- Directed by: Jay Anania
- Written by: Jay Anania
- Produced by: William Fisch Larry Rattner Susan R. Rodgers Lina Todd Daniel Sollinger
- Starring: Olympia Dukakis Carmen Chaplin Judy Kuhn Alyssa Sutherland Martin Donovan
- Release date: 2006;
- Country: United states
- Language: English

= Day on Fire =

Day on Fire is a 2006 American film which was produced by Lodestar Entertainment and filmed in New York City and Israel. It was written and directed by Jay Anania, stars Olympia Dukakis, Carmen Chaplin, Alyssa Sutherland and Martin Donovan and is produced by William Fisch and Larry Rattner. The film was scored by John Medeski with vocals by Judy Kuhn.
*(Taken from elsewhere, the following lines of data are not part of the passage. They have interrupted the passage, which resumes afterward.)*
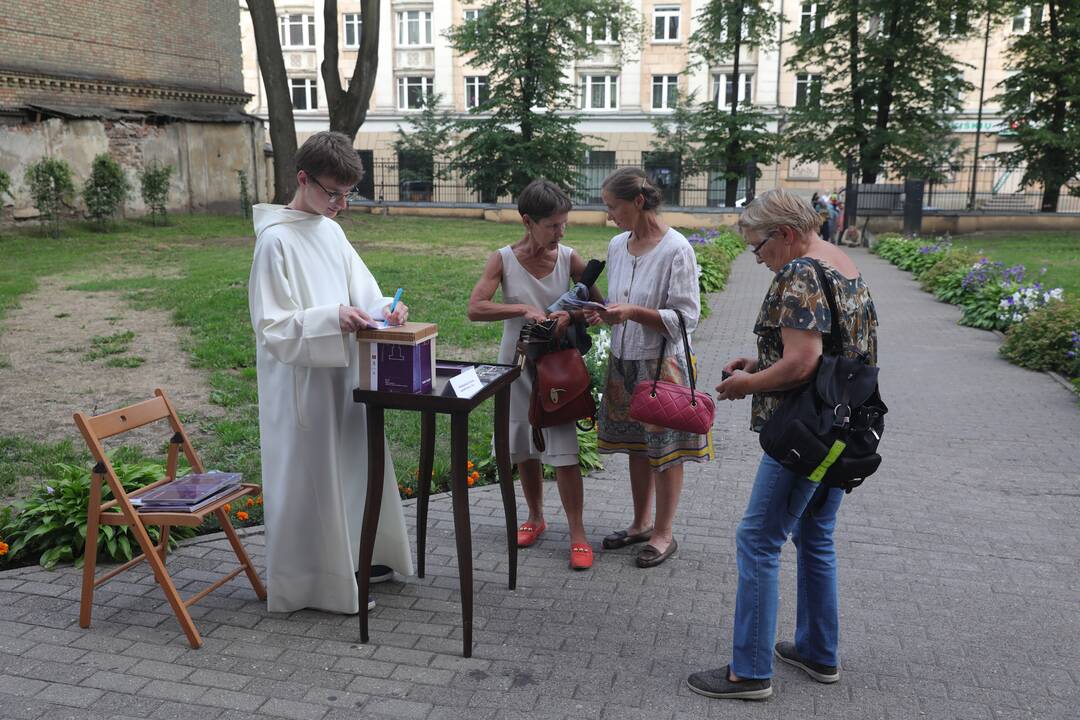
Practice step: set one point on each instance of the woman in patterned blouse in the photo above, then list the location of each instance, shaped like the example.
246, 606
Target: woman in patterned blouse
781, 230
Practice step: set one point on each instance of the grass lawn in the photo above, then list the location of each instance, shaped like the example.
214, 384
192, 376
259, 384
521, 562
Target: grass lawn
1057, 252
436, 261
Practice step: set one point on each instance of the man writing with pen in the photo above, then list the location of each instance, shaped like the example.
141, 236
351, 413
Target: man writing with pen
309, 291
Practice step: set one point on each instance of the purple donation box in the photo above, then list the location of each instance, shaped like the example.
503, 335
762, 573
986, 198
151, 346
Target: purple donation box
397, 360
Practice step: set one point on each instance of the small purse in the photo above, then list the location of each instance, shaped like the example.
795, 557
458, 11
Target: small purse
561, 381
672, 405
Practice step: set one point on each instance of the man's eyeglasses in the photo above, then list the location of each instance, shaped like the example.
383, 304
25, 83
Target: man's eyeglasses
756, 249
333, 197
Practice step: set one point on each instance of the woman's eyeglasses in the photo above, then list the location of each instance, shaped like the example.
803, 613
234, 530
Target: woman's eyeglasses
333, 197
756, 249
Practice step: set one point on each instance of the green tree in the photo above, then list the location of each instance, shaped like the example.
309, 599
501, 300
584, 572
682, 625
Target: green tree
522, 130
106, 189
430, 138
738, 136
153, 184
1041, 102
52, 189
889, 85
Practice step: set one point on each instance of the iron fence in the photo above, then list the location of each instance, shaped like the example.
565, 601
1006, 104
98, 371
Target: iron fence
394, 181
988, 187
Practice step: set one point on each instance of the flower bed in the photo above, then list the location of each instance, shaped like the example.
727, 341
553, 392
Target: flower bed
1041, 324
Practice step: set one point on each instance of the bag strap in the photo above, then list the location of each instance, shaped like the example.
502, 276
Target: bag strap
686, 349
835, 343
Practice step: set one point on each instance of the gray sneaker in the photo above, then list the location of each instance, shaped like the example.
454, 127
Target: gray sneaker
787, 653
715, 683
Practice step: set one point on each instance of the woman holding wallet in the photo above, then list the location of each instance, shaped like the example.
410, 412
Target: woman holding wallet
534, 273
652, 280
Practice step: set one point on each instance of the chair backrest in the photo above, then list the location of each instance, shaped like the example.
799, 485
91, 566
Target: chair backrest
96, 429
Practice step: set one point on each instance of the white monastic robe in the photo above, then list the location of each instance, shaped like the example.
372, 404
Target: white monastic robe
312, 434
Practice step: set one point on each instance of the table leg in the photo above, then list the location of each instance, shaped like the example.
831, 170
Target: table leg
462, 528
507, 477
373, 503
423, 486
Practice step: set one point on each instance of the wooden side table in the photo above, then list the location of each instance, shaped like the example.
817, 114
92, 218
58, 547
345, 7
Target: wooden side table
440, 398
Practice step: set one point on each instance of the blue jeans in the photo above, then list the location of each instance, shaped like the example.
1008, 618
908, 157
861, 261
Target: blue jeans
782, 504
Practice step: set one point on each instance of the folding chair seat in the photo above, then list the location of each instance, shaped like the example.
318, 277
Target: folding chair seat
121, 512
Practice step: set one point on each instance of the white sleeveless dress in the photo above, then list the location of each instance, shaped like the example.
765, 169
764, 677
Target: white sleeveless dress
520, 286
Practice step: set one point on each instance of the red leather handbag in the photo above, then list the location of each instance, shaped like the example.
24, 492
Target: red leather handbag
559, 392
672, 405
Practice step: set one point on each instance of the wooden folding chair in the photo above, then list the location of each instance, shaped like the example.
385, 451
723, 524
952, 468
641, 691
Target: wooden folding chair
121, 512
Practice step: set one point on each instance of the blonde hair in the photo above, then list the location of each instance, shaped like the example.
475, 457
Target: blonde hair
779, 207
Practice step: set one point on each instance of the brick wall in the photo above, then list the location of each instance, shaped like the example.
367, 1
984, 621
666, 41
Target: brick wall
187, 43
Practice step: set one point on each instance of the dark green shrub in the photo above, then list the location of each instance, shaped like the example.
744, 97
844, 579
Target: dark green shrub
51, 524
245, 198
948, 263
52, 189
106, 189
1045, 338
154, 188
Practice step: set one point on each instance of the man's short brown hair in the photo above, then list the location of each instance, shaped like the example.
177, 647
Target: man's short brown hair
332, 154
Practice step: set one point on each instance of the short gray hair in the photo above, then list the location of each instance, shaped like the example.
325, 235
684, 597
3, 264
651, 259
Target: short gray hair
779, 207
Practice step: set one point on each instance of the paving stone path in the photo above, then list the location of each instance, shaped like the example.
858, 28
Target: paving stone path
959, 581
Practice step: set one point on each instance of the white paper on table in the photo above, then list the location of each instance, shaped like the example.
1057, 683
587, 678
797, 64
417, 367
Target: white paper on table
467, 383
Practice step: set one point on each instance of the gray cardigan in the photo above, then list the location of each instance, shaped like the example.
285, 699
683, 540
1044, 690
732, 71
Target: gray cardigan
665, 279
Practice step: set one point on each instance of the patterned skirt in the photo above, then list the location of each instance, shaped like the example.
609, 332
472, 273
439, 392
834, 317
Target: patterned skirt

Day on Fire was screened at the 2006 Cannes Film Festival on May 22, 2006.

== Plot ==

Day on Fire tells the story of a singer, a model, an Arab woman journalist, and a physician as they criss-cross New York City over a 12-hour period. Their intersecting lives unfold against the backdrop of a ghastly suicide bombing in Israel, and the strange New York City wanderings of a malevolent Handsome Man, whose predatory intents lend an air of inevitable, horrific violence. Beautifully and hauntingly musical, this thriller also has a political and personal intrigue that mounts inexorably as the sun begins to set on this fateful day. By the time night has fallen in the city, the crossing of these individual fates is sealed. Each of these four women has found their destiny amidst the brutality that the film reveals.

== Reception ==
The film most received negative reviews. Robert Koehler of Variety wrote "...in the end, the extremely repetitive use of certain sound and images has truly diminishing returns.